Grogne sociale en Libye sur fond de chaos politique

  • Les manifestants, dont certains ont brandi le drapeau vert de l'ancien régime de Mouammar Kadhafi, ont crié leur colère contre l'incurie de leurs dirigeants et la détérioration des conditions de vie
  • Des milliers de personnes ont battu le pavé à travers le pays vendredi, de Benghazi (est) à la capitale Tripoli dans l'ouest, en passant par les villes orientales de Tobrouk et al-Baïda

TRIPOLI: Englués dans une impasse politique inextricable, les dirigeants rivaux en Libye se trouvent sous une pression croissante de la rue avec des manifestations à travers le pays provoquées par des coupures d'électricité chroniques en pleine canicule.

Vendredi à Tobrouk, dans l'extrême est du pays, des manifestants ont forcé l'entrée du parlement à l'aide d'un bulldozer avant d'y mettre le feu.

Les manifestants, dont certains ont brandi le drapeau vert de l'ancien régime de Mouammar Kadhafi, ont crié leur colère contre l'incurie de leurs dirigeants et la détérioration des conditions de vie dans un pays pourtant doté des réserves pétrolières les plus abondantes d'Afrique.

Le Parlement est l'un des symboles de la division de la Libye entre un camp basé en Cyrénaïque (Est), dont le chef de file est le maréchal Khalifa Haftar, et un gouvernement basé à Tripoli (ouest), dirigé depuis 2021 par Abdelhamid Dbeibah.

Le camp Haftar appuie un gouvernement rival formé en mars dernier.
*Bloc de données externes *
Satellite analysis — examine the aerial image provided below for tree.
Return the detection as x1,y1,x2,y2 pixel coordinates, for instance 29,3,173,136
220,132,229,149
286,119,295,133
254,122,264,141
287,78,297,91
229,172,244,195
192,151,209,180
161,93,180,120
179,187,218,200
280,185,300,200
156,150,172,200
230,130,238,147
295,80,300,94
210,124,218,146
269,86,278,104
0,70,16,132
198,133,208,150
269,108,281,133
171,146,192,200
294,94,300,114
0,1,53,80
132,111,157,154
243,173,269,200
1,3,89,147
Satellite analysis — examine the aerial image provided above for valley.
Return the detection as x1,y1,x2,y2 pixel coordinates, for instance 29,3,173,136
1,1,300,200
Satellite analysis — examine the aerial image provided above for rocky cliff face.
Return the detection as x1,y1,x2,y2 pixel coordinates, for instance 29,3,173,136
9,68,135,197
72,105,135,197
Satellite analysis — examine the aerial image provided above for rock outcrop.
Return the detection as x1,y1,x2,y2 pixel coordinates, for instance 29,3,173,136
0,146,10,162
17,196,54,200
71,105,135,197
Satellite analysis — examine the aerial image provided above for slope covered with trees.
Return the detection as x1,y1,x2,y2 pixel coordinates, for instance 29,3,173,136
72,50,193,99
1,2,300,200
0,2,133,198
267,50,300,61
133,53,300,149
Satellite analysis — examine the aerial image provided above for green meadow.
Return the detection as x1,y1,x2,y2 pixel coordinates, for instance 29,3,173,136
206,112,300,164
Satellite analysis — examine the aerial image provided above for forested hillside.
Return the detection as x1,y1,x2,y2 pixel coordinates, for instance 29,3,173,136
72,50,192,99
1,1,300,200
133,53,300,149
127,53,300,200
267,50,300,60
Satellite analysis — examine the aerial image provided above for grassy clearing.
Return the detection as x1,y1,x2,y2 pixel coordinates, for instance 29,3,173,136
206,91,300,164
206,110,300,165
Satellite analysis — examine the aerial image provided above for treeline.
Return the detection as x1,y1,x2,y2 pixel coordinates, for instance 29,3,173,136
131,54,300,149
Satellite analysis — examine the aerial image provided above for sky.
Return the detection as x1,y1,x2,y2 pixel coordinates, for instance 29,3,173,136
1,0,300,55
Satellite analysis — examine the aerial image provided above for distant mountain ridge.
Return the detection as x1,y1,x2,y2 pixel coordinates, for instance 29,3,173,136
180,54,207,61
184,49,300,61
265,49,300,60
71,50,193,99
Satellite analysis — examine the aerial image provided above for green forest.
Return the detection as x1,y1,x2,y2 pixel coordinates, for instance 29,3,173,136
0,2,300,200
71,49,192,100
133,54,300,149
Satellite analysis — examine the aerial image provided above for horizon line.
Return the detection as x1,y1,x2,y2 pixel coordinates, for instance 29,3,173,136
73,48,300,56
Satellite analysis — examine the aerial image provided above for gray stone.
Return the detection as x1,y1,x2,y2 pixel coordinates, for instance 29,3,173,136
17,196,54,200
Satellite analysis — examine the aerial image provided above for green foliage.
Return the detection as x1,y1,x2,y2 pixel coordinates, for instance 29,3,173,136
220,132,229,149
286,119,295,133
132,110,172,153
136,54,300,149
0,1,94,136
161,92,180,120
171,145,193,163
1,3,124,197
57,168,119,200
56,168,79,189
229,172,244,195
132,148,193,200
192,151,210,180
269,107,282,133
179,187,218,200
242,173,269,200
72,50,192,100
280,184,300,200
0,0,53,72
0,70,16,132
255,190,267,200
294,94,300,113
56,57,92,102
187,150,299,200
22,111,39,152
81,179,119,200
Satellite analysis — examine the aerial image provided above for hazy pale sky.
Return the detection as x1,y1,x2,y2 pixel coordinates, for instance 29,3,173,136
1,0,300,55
Ses partisans bloquent depuis mi-avril des installations pétrolières clefs comme moyen de pression pour déloger l'exécutif de Tripoli.

Samedi en soirée, l'autoproclamée Armée nationale libyenne (ANL) du maréchal Haftar a affirmé dans un communiqué "soutenir les revendications de citoyens", tout en appelant les manifestants à "préserver les biens publics".

"Il est clair qu'aucune entité politique ne jouit d'un contrôle légitime sur l'ensemble du pays et tout effort visant à imposer une solution unilatérale se traduira par la violence", a pour sa part estimé l'ambassadeur des Etats-Unis à Tripoli, Richard Norland.

Il a exhorté "les dirigeant libyens et leurs soutiens étrangers à restaurer la confiance des citoyens dans l'avenir du pays".

«Extrêmement pénible»

Samedi, des manifestants ont bloqué des routes dans la cité portuaire de Misrata (ouest), après avoir saccagé et incendié la veille le siège du Conseil municipal, selon un journaliste local.

La nuit tombée, des manifestants se sont rassemblés à plusieurs points de Tripoli, fermant des routes et brûlant des pneus, selon des images diffusées par la presse locale.

La veille, des milliers de personnes ont battu le pavé à travers le pays, de Benghazi (est) à Tripoli, en passant par les villes orientales de Tobrouk et al-Baïda, ainsi qu'à Sebha dans le sud désertique.

"Nous voulons avoir de la lumière", ont scandé les manifestants, en référence aux coupures d'électricité qui durent une douzaine d'heures quotidiennement, voire 18 heures les jours de forte chaleur.

"Depuis plus d'un an, l'écrasante majorité des efforts de diplomatie et de médiation concernant la Libye ont été monopolisés par la notion d'élections, lesquelles n'auront pas lieu avant au moins deux ans, vu l'échec des négociations de Genève jeudi sous les auspices de l'ONU", a expliqué à l'AFP l'analyste Jalel Harchaoui, spécialiste de la Libye.

Or, l'économie "aurait sans doute dû être la véritable priorité absolue de tous", a-t-il estimé. "Sur ce front, l'année 2022 a été extrêmement pénible pour les Libyens, pour plusieurs raisons: la Libye importe presque toute sa nourriture et la guerre en Ukraine a affecté les prix à la consommation, comme dans beaucoup de pays de la région."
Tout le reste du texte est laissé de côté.